In most natural languages one word can behave in different ways in a sentence. Many times a word can be used in 2 or more parts-of-speech. For example,th word ‘free’ behaves as an adjective in sentence 1 and as a verb in sentence two.
Sentence 1: 'After the civil war he was a free man.' Sentence 2: 'He could finally free the legs of man buried under the car'
The unigram tagger works in a very simple manner. It assigns the most likely tag to a particular word. To find the “most likely” tag the unigram tagger must be trained first. This is where we will be using the tagged corpora
For training we are using the brown tagged corpus. This corpus has text on various categories. We use one category to train out tagger:
>>> tagged_sents=brown.tagged_sents(categories='lore') >>> untagged_sents=brown.sents(categories='lore') >>> unigram_tagger=nltk.UnigramTagger(tagged_sents)
Once the tagger has been trained we can tag different words using it.
>>> text='After the civil war he was a free man' >>> tokens=nltk.word_tokenize(text) >>> unigram_tagger.tag(tokens) [('After', 'IN'), ('the', 'AT'), ('civil', 'JJ'), ('war', 'NN'), ('he', 'PPS'), ('was', 'BEDZ'), ('a', 'AT'), ('free', 'JJ'), ('man', 'NN')] >>> text2='He could finally free the legs of man buried under the car' >>> tokens2=nltk.word_tokenize(text2) >>> unigram_tagger.tag(tokens2) [('He', 'PPS'), ('could', 'MD'), ('finally', 'RB'), ('free', 'JJ'), ('the', 'AT'), ('legs', 'NNS'), ('of', 'IN'), ('man', 'NN'), ('buried', 'VBN'), ('under', 'IN'), ('the', 'AT'), ('car', 'NN')]
As you can see here again in the second example ‘free’ was tagged as JJ i.e. adjective while actually it was a verb. How ever unigram tagger is more accurate that the taggers we have seen before.

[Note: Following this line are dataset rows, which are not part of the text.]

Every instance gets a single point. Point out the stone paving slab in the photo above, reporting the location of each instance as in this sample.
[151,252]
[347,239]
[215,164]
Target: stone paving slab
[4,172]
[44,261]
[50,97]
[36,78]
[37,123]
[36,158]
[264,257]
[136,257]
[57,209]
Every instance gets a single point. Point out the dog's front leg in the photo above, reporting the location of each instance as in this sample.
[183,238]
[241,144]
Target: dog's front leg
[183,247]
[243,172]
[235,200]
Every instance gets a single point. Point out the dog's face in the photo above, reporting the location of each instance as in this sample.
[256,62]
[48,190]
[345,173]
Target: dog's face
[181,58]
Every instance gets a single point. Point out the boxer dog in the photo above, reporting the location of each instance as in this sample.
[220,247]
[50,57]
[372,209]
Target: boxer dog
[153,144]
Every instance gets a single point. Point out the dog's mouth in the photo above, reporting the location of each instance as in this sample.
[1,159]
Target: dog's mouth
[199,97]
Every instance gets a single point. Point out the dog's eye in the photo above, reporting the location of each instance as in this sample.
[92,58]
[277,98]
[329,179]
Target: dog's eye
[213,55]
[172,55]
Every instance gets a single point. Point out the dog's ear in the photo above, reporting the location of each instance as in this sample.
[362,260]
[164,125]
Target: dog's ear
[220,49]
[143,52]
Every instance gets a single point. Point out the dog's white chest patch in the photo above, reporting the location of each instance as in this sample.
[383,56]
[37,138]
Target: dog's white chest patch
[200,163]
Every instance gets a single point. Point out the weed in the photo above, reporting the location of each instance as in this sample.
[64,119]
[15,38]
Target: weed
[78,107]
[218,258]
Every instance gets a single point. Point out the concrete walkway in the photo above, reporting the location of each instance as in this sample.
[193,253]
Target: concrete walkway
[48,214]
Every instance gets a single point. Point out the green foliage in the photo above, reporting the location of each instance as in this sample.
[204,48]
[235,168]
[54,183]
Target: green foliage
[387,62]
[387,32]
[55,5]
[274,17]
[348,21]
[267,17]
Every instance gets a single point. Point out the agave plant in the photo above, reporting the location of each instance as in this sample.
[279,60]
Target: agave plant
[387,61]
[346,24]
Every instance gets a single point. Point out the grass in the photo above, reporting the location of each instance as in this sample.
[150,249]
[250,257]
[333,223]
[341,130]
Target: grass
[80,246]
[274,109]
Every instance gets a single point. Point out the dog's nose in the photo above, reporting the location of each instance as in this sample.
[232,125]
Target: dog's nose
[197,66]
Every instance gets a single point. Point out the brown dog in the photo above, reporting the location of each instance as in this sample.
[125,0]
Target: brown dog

The weakness of unigram tagger is that while tagging a particular word it doesn’t consider the words surrounding it. In the second sentence of above example if the tagger has see finally and adverb before free
then it would have tagged free as verb. N-gram tagging works on this principle. A N-gram tagger is a generalization of a unigram tagger whose context is the current word together with the part-of-speech tags of the n-1 preceding tokens.
Here I have used an bi-gram tagger:
>>> text='After the civil war he was a free man' >>> tokens=nltk.word_tokenize(text) >>> bigram_tagger=nltk.BigramTagger(tagged_sents) >>> bigram_tagger.tag(tokens) [('After', 'IN'), ('the', 'AT'), ('civil', 'JJ'), ('war', 'NN'), ('he', 'PPS'), ('was', 'BEDZ'), ('a', 'AT'), ('free', 'JJ'), ('man', 'NN')]
More often than not a combination of these taggers are used to identify parts-of-speech of a given word. Ngram tagging has given the most accurate result so far but the time it takes for Ngram tagging
is not suitable for real time applications.